Eventually the demand for cheap labor brought the Chinese back to Seattle because there were always jobs that American’s just wouldn’t do.

On the afternoon of June 6, 1889 a worker in a cabinet-making shop was heating glue over a gasoline fire and it boiled over and caught fire. Fed by the shop’s timber and an unusually dry summer, the blaze erupted and shortly devoured the entire block. The fire rapidly spread and destroyed Seattle’s entire central business district.

William Grose was Seattle’s second African-American resident, and the wealthiest nineteenth-century member of the black community. His daughter wrote in her diary on the day of the fire she was worried whether she would be allowed to cross a bridge to escape the burning city. Seattle has always spread its racism around equally.

One of the major museum exhibits is “Salmon Stakes: People, Nature and Technology.

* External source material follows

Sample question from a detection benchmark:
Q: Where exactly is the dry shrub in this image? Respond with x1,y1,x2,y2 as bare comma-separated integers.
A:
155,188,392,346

The exhibit is very much “hands on.” You can feel how difficult it is to hoist a 20 or 40 pound salmon shaped weight and then read how a worker lifted over 100,000 pounds of salmon during a typical shift. You can try your hand at butchering a model wooden salmon. A light goes on above where you’re supposed to make each of the 4 cuts to the fish … and the sequence accelerates. By the time I worked up to the top speed of an experienced fish butcher … I looked over the display and read that the breakneck pace was expected for the entire 10 hour shift.

One of the jobs that Americans just wouldn’t do was fish butchering. In Seattle the experienced salmon butcher was most often Chinese and could process 2,000 salmon per shift. That’s over 3 fish per minute. Canadian Inventor Edmund Smith developed a fish cleaning machine that could process 22,000 fish per shift. Imagine the sheer abundance of salmon at the turn of the last century. One machine would process 22,000 fish per shift. By 1904, the fish-cleaning machines could pack up to 10,000 cases of salmon per day.

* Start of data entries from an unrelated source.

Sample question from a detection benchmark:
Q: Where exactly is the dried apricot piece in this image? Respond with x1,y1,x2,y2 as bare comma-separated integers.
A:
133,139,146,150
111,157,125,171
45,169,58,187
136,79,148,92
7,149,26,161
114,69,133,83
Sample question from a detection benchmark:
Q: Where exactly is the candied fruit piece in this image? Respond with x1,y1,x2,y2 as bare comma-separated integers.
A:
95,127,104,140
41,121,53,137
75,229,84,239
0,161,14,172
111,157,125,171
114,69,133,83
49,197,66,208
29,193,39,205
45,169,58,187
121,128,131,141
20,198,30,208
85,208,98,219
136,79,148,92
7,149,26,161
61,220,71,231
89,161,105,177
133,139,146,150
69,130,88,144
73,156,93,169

The museum has one of the machines on display. Molded iron letters on the top of the machine proudly proclaim its name: The Iron Chink.

And all this massive effort went into taking one of the best tasting things you could ever hope to eat … and turn it into something indistinguishable from a cheap can of mackerel.

A friend of mine worked on a commercial salmon fishing boat forty years ago. I asked him if his crew ever caught 40 pound salmon. “Very rarely.” he said. “Maybe 3 or 4 in an entire season.

From unimaginable abundance … to scarcity … and extinction in less than 70 years.

Over half of salmon, steelhead, and sea-run cutthroat trout in the Northwest and California are at risk of extinction. Almost 30% of historic salmon populations are now extinct, and more than one-third of the remaining populations are listed under the Endangered Species Act.

What happened to the salmon? Is over fishing to blame? No. The other “cash crop” of the Pacific Northwest is lumber. And the lumber “industry” has not only corrupted some legislators … but whole legislatures have been bought by these timber corporations. Dams and avaricious clearcutting down to the streambed destroyed salmon spawning grounds. Well that’s just too bad if you’re a salmon. It’s more important to grind up trees to make the paper to print junk mail. Why just this morning I received a coupon for a 9 ounce bag of Cheetos for $1.99 or I can buy 4 cans of Pringles for 5 bucks. Screw the fish … I need to know about processed snack food.

That’s the story of Capitalism in Seattle, and in cities and countries all over the world.

The Native People who lived here looked around and saw their home … and lived here for 100 centuries. The men who founded Seattle looked around and saw dollar bills … and completely screwed it up in under 100 years.